The use of ‘Overridable’ and ‘Overrides’. Benefits of inheritance. Hiding and Shadows. Abstract classes. Constructors and initialization. Casting. Collection classes. Generics. Collection examples.

Keeping State

Why state is an issue. View, control, session and application state. Cookies. Keeping state across servers. Caching and cache state. web.config and its importance.

Interfaces

The benefits of interfaces. Interfaces vs classes. Defining and implementing an interface. Common interfaces.

Exception Handling

Comparison with ‘Err’ and ‘On Error’. Try and Catch. Finally. Custom Exceptions.

Enhancing Pages

Using master pages. The TreeView and Menu controls. Using XML data sources. Site navigation. Other controls. Personalization. Web parts. User profiles. Themes. User Controls.

Databases and ADO.Net

Connections, commands and readers. DataSets and adapters. Typed DataSets. DataSource controls. Data-aware controls and grids. Stored procedures and transactions. Designing and implementing multi-tier applications.

LINQ

How LINQ works. Implicitly-typed variables and Lambda expressions. The LINQ syntax. Using LINQ with collections, databases and XML. Parallel LINQ (PLINQ).

Security and Membership

Security, authentication and authorization. Credentials and configuration. SSL. Security controls. Membership. Cookieless authentication.

Making a Robust Site

Tracing, monitoring and instrumentation. Error events and pages.

Introducing AJAX

What AJAX is and how it works. The ASP.Net AJAX controls. Related technologies including jQuery and JSON.

XML

Introducing XML. XmlTextReader. Using the Document Object Model (DOM) and XMLDocument. XMLDataDocuments. Creating XML using XmlWriter. LINQ and the ‘X’ classes.

Silverlight

What Silverlight is (and what it isn't). Silverlight site architecture. XAML. Containers, shapes and controls. Designing the user experience. Storyboards and animation. Rendering and transforms. Interaction and code-behind. Images, effects and projections. Exposing Silverlight to JavaScript. Binding.
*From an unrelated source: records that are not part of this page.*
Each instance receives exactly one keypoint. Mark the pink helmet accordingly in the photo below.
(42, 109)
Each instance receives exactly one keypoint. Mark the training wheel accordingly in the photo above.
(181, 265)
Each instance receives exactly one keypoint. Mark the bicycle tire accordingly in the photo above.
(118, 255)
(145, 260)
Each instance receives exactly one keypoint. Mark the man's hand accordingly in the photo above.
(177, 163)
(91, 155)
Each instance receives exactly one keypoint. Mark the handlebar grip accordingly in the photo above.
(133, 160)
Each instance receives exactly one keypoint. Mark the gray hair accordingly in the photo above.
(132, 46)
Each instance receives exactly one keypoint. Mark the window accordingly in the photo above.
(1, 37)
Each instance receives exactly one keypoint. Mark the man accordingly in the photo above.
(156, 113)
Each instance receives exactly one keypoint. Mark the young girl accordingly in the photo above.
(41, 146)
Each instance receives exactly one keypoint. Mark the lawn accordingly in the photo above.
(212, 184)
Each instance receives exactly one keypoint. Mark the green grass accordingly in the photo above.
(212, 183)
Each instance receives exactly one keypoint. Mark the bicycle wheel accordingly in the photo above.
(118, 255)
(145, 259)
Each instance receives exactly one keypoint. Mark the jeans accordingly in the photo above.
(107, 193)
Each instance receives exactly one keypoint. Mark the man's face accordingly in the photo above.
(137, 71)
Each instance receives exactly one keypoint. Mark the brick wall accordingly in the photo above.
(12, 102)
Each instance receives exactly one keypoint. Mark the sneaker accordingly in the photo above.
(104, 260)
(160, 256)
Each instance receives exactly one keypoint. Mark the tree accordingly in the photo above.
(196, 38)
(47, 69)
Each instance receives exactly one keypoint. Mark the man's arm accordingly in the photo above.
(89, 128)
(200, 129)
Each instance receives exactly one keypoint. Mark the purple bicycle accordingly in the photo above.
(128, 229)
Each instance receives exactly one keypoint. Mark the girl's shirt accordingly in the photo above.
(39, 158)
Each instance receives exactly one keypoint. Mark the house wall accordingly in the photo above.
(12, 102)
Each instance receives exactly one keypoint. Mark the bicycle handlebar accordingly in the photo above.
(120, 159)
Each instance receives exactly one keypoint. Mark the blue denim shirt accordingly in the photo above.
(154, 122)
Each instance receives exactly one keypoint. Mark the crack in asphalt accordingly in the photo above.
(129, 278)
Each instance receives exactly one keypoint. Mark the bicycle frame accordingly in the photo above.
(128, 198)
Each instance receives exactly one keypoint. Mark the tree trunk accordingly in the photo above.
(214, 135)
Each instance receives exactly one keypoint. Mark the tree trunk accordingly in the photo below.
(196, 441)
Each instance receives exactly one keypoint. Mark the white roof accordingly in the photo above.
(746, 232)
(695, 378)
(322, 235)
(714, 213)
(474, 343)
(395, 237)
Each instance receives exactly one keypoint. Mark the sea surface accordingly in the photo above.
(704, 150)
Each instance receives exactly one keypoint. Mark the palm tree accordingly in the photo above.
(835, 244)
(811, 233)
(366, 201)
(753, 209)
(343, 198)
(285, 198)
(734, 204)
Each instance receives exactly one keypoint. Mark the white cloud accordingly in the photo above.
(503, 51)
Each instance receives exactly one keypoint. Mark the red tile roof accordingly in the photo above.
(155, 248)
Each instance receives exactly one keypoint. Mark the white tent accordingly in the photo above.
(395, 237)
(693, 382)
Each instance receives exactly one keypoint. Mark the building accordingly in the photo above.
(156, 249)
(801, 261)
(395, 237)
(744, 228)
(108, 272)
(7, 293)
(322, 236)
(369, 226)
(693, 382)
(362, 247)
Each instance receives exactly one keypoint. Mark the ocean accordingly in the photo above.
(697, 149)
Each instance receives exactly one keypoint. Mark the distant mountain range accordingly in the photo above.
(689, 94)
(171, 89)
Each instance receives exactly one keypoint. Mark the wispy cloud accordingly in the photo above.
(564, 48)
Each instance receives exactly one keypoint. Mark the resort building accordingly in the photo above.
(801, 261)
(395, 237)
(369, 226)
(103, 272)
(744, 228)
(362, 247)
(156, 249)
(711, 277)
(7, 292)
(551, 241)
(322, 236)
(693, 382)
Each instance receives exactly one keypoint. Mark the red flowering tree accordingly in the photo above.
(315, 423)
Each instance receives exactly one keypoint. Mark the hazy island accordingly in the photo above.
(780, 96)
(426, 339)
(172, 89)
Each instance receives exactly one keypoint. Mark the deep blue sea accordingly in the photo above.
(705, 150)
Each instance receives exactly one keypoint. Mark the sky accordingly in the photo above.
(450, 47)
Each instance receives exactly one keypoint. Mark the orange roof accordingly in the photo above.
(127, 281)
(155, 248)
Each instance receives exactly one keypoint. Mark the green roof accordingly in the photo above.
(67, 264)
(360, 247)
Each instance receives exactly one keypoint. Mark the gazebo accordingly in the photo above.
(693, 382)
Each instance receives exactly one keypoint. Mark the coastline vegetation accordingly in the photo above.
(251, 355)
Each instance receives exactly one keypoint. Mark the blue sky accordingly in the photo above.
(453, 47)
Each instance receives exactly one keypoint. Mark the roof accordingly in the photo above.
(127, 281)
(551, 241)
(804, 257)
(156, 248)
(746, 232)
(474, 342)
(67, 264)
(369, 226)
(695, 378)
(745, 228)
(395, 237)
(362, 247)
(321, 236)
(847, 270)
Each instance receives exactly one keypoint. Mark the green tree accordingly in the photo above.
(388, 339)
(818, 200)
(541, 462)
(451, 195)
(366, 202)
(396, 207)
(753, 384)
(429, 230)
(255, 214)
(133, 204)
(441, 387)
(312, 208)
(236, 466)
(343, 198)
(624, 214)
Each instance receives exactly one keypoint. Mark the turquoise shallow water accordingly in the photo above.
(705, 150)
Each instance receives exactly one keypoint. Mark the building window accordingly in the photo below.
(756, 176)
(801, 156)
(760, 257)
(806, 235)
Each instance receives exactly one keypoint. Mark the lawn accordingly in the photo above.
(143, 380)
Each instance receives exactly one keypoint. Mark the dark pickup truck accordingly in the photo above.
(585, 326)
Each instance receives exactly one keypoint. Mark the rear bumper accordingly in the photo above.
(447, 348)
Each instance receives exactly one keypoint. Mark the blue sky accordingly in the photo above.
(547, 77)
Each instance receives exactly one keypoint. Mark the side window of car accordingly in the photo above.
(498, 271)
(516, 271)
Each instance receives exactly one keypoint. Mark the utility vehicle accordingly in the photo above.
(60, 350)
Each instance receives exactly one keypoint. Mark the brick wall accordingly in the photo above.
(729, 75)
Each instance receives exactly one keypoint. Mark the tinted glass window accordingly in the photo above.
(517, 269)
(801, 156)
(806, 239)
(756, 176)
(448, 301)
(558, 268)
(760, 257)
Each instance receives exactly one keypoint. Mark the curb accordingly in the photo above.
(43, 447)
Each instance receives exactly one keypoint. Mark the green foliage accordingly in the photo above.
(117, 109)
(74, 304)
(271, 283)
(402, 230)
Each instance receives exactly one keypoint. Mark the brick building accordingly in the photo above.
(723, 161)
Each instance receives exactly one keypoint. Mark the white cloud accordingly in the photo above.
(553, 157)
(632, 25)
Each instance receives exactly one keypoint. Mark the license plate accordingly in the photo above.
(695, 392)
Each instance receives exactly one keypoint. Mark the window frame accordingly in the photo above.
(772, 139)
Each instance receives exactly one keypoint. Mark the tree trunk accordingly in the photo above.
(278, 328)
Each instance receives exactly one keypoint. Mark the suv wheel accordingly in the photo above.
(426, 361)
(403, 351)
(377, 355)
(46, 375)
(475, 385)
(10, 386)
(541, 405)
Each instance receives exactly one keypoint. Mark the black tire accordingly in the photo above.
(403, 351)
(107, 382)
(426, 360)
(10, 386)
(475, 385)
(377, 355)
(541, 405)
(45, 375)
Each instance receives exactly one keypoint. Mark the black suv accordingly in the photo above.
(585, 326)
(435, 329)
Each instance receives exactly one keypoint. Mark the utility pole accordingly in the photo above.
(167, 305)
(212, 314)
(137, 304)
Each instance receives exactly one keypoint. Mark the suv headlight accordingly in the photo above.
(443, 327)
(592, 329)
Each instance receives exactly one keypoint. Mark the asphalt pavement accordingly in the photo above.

Files, Streams and Networking

The .Net Stream architecture. Streams, Readers and Writers. Serialization and SOAP. The Socket and Tcp classes. Basic network communication. Clients and multithreaded servers.

Advanced Language Features

Passing parameters ByVal and ByRef. Variable length parameter lists. Extension methods. Operator overloading. Dispose and Using. Delegates and multicast delegates. Calling Dlls and the Windows API (PInvoke).